28 May 2019
Client: “I’m selling my business. How much tax will I have to pay?”
Client: “Great!” [hangs up phone]
I’ve been thinking recently about writing a screenplay. This one’s a three-part Sunday night courtroom drama that I reckon the BBC’s a sure thing to snap up.
The advisor in my screenplay will spend most of their time squirming uncomfortably in their seat whilst HMRC’s legal team pick and scratch at the case of the unfortunate client who has found himself in the dock.
Let me explain.
A ten percent rate of capital gains tax is secured only on the making of a valid claim to Entrepreneurs’ Relief. Assumption is the mother of something best not mentioned here, and in the 11 or so years since its introduction as a simple piece of legislation, Entrepreneurs’ Relief has:
- Become much more valuable, the saving having been 8% on a lifetime limit of £1m of gains (£80,000) when first introduced, is now 10% on a lifetime limit of £10m of gains (£1m of tax).
- Become much more complex, with taxpayers finding new and exciting ways to fit themselves within the rules and the lawmakers throwing in page after page of new legislation in an attempt to stop them.

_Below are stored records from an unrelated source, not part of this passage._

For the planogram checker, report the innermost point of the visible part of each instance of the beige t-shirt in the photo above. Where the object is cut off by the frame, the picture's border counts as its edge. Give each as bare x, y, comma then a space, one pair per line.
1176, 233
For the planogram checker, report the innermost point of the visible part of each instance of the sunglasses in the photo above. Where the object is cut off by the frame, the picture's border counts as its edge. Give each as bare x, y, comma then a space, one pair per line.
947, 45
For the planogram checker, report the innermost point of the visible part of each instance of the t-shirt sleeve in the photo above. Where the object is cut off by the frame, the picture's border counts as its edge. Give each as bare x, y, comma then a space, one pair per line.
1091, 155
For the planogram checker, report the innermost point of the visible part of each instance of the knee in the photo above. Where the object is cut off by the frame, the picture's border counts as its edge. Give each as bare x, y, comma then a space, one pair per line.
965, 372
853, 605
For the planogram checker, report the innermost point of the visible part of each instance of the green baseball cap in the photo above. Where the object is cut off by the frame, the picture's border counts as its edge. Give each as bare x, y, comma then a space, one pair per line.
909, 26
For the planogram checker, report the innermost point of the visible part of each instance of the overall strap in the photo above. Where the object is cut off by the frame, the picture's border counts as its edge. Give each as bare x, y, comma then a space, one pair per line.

The result of these two things is that increasing care needs to be taken to ensure the validity of any claim to this valuable relief, and HMRC are increasingly interested in scrutinising that validity.
To illustrate the point, there have recently been the following Entrepreneurs’ Relief cases passing through our legal system:
HMRC v McQuillan First Tier Tribunal and Upper Tier Tribunal
Castledine v HMRC First Tier Tribunal
Hunt v HMRC First Tier Tribunal
Warshaw v HMRC First Tier Tribunal
In each case, the point in question has been whether the taxpayer, and you’d be forgiven for thinking it’s a simple question, owned 5% of the sold company’s ordinary share capital.
The McQuillans’ headache was caused by loans which, many years prior to sale, the bank had required be converted into 0% preference shares.
For Castledine, it was a mere £20 worth of treasury shares (amongst a share capital of over a hundred million) which no-one had ever got round to cancelling.
Mr Hunt’s argument centred on measuring the number of shares in issue as compared to their nominal value.
And like the McQuillans, Mr Warshaw’s dispute turned on the treatment of the company’s preference shares.
Each of these taxpayers has seen the financial joy of their business sale ruined by the stress and cost of years of HMRC inquiry, followed by legal proceedings which lasted far in excess of the three Sunday nights they’ll take in my dramatisation.
On second thoughts, perhaps I’ll forget about my screenplay and stick to giving tax advice instead. And today’s advice is that the correct answer to “how much tax will I pay?” is always “it depends”, followed by your advisor taking the time to understand your position properly and to structure the transaction appropriately.